L’exploitation offshore est l’aboutissement de tout un processus opérationnel, combiné à une interprétation scientifique de données sismiques de géologie et de géophysique complétées par des analyses quantitatives de confirmation des données de forages de prospections antérieures. Ces processus d’évaluation du potentiel d’un gisement sont très complexes et sont confiés à des experts chevronnés de l’évaluation des réserves pétrolières et gazières. On parle de réserves prouvées (P90), probables (P 0), possibles (P10) en fonction du pourcentage de succès.

Cette même expertise est également requise du côté de l’Etat à travers ses structures spécialisées, plus particulièrement par le recours à la société pétrolière nationale PETROSEN mais également par le recours à des juristes et des experts pétroliers spécialisés en commerce international et en droit pétrolier international, à des experts fiscaux spécialistes de la fiscalité pétrolière, des économistes industriels, des spécialistes des techniques de financement internationale, des experts des études de conjoncture et de prospective. Ce processus débouche sur les contrats pétroliers de recherche et de partage de production (CRPP) au Sénégal.

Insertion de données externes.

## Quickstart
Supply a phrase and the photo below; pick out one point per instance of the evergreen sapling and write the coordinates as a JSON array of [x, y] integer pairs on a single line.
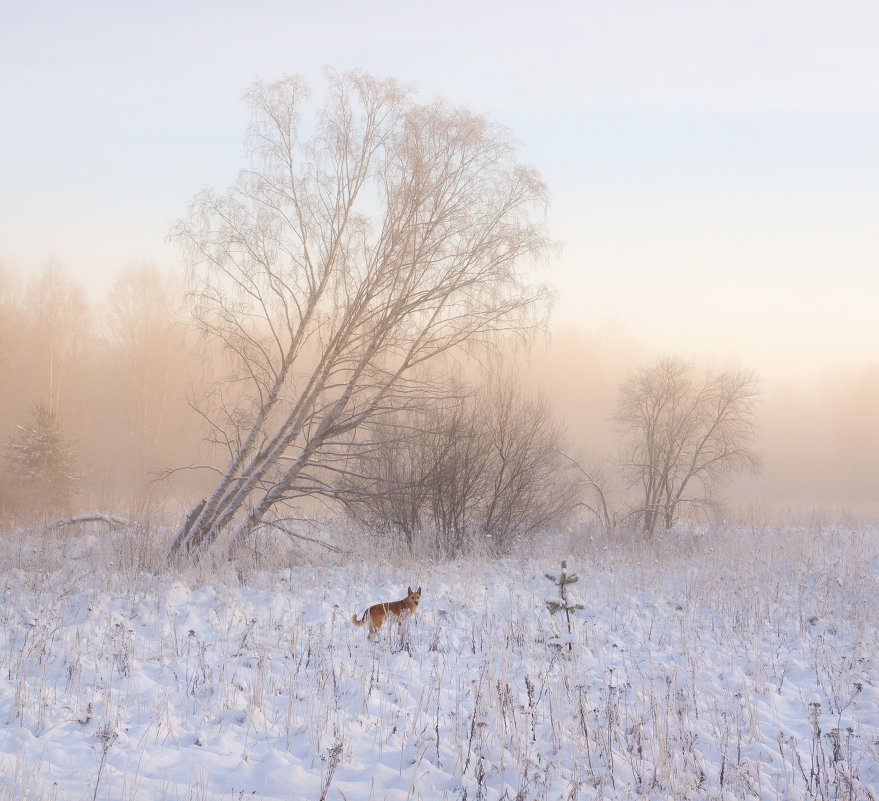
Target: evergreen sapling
[[562, 581]]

Nous faisons le choix de faire un focus sur cette technique contractuelle mais il faut cependant savoir, qu’il existe d’autres modalités de contractualisation dont le contenu est plus ou moins différent et qui peut revêtir des appellations diverses dans le cadre du recours à :

  • l’accord d’exploration (de prospection) et de production (E & P),
  • au contrat d’exploration et d’exploitation,
  • à la concession,
  • à l’accord de licence,
  • à l’accord de partage du pétrole (APP),
  • au contrat de partage de production (CPP),
  • au contrat d’amodiation de pétrole et de gaz (oil and gas lease) ».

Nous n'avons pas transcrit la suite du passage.